The Opinion Outpost features opinions and commentary on the latest hot topics from national news sources. As much as you love hearing from The Universe, we thought you might like to hear from journalists around the nation.
Roxanne Jones, CNN
Despite his arrogance, his brash attitude — which was mostly not on display Saturday night — and most importantly his multiple arrests for allegedly battering women, including an assault on the mother of his three children that landed him in jail for two months in 2012, it was Mayweather I wanted to see take home the championship belt Saturday night. I make no apologies for being a fan.
As a survivor of domestic abuse myself when I was a young girl, I know firsthand how a man’s rage can nearly destroy your life. But I also have come to learn that forgiving, never forgetting, is the only way to get past your pain. I refuse to let my abuser steal my joy for life — or my love of boxing. Mayweather will have to deal with his own demons.
Owen Strachan, Washington Post
The point is, we give Mayweather a pass because we have no personal connection with his alleged victims. Like many victims of abuse, they seem far off, statistics, details in court cases. As long as we’re entertained, Mayweather is bobbing and weaving and the crowd is roaring, they seem out of sight, out of mind.
In reality, they’re not so easily forgotten. Every time we see him land a punch, every time Pacquaio staggers backward, every time blood spurts from a fresh wound, we should remember not long ago, that’s what the mothers of his children looked like, too.
Editorial Board, Chicago Tribune
What troubles us is that Chipotle has embraced the fearmongering of some food, environmental and health activists who have turned “GMO” into a dirty word. By declaring its goal to eliminate GMO food from its kitchens, Chipotle may be pleasing its health-conscious guacamole fans, but it is missing an opportunity to educate them on the nuances of food science.
Emily Matchar, New York Times
Our hunger for handmade has gone beyond aesthetics, uniqueness and quality. In progressive circles, buying handmade has come to connote moral virtue, signifying an interest in sustainability and a commitment to social justice. By making your own cleaning supplies, you’re eschewing environment-poisoning chemicals. By buying a handmade sweater, you’re fighting sweatshop labor. By chatting with the artisan who makes your soap, you’re striking a blow against our alienated “Bowling Alone” culture.

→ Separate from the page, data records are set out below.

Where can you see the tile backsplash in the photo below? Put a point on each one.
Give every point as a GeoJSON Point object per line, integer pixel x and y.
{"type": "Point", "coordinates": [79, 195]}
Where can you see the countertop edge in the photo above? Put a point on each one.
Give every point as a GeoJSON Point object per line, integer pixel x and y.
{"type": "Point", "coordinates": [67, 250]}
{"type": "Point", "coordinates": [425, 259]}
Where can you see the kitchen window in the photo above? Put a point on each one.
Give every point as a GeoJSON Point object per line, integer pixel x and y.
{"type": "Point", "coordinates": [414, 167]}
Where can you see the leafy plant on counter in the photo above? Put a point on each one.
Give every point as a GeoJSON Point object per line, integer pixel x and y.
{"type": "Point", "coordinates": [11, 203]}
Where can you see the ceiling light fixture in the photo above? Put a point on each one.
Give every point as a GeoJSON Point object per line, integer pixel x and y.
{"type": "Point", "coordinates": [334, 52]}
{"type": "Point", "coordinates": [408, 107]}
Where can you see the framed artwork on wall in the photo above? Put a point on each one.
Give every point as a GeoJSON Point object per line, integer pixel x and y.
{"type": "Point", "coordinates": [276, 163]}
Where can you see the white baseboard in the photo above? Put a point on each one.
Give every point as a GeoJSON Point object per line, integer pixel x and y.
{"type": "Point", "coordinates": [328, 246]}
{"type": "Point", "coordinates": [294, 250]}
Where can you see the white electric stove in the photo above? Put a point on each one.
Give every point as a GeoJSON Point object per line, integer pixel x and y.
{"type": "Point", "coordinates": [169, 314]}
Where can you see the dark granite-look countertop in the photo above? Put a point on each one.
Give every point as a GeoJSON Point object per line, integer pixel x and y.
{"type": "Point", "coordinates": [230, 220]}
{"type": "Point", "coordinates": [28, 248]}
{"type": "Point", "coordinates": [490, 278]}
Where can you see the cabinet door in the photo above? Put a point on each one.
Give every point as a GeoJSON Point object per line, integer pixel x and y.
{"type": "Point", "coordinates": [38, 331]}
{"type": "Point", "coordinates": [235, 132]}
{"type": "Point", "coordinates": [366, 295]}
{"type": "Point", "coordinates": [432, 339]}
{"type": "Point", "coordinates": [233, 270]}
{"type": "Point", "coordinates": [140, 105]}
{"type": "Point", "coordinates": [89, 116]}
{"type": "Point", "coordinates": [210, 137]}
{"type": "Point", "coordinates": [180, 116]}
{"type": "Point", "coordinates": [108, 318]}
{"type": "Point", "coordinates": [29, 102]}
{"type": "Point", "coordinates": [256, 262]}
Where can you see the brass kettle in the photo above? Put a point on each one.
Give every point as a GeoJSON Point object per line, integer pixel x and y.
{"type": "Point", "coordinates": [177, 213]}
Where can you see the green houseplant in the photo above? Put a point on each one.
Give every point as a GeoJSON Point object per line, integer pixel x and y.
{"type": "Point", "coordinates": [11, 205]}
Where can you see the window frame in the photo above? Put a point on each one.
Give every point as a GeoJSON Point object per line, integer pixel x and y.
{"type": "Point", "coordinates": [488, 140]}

While buying homemade gifts is a lovely thing to do, thinking of it as a social good is problematic. Like locavorism and “eco consumerism,” it’s part of a troubling trend for neoliberal “all change begins with your personal choices” ideology. This ideology is attractive: Buy something nice, do something good. But it doesn’t work, at least not very well.
Scott Novak, Baltimore Sun
The point of all this is that suburban outsiders don’t really know the realities of what the poor in Baltimore go through each day, just as we don’t really live in Baltimore. This situation is certainly a race issue, but it is also a class issue. Most of us in the suburbs don’t know what it’s like to work two or three minimum-wage jobs to support our families. Most of us don’t know what it’s like to attend school in a deteriorating public education system. Most of us don’t know what it’s like to have a family member murdered by the police for no apparent reason. In short, most of us don’t know what it’s like to live in Baltimore below the poverty line, so we should stop pretending like we do.
No, none of this morally justifies the violence and the fires started in the city, nor should it be inferred that we in suburban America cannot learn about and sympathize with the struggles of the poor. But what it does suggest is this: if only suburban America had cared as much about the people in lower socioeconomic classes who actually live in Baltimore as they do about the fires that started there, perhaps there would be no fires in the first place.
Victoria Arbiter, CNN
Today Diana’s name is as divisive as the very institution of monarchy itself: while some have virtually sainted her, others have been vehemently critical, accusing her of being childish, unhinged and self-serving.
Contrary to popular belief the Queen was very fond of Diana, but should her name be bestowed as a first name upon the baby, it would be perceived as a slap in the face to the monarchy.
Richard Grenell, LA Times
Ramos started a trend. Within days, dutifully unoriginal political reporters followed suit by asking Scott Walker, Rick Santorum, Rick Perry, Ted Cruz, John Kasich and Jeb Bush the same question. For the most part, presidential hopefuls are answering the gotcha question ably, giving me hope that maybe, just maybe, Republicans are learning how to deal with political reporters interested in tripping them up.
Because that’s exactly the point of a hypothetical question like “would you attend a gay wedding?” — not to illuminate a position but to mock it; not to discover what Republicans really think about a given issue, but to reinforce the narrative that they’re angry, out-of-touch old men.